Motta Camastra, Sicily: the Alcantara Gorges and a Godfather hill village
Sheer black walls of basalt rising twenty-five metres above an icy river: the Gole dell'Alcantara, one of the most spectacular natural sights in all of Sicily, lie within the territory of the little hill village of Motta Camastra, in the province of Messina. The columns of dark prismatic rock were not carved by water but formed when lava from Etna cooled suddenly against the river thousands of years ago.
The gorges and the river
The gorge runs for some four hundred metres, and in summer visitors wade and raft through the green pools known as the gurne. The whole valley is protected as the Alcantara river park, and a nearby lava cave, the Grotta dei Cento Cavalli, adds to the area's volcanic curiosities.

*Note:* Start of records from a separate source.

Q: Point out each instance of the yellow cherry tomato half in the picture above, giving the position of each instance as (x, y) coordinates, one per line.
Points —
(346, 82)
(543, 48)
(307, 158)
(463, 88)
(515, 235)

A village clinging to the rock
Above the canyon, Motta Camastra itself is a tiny medieval borgo of around 770 people, its houses pressed together on a sandstone ridge at 450 metres, with narrow lanes climbing to the 16th-century mother church of San Michele Arcangelo. The settlement grew up around a castle held from the Middle Ages by the Linguida family, and its dramatic setting so impressed Francis Ford Coppola that he filmed scenes of The Godfather here in 1972.
Getting there
The village sits inland in the Alcantara valley roughly fifteen kilometres from the resort town of Taormina, with Etna and the Ionian coast both within easy reach by car.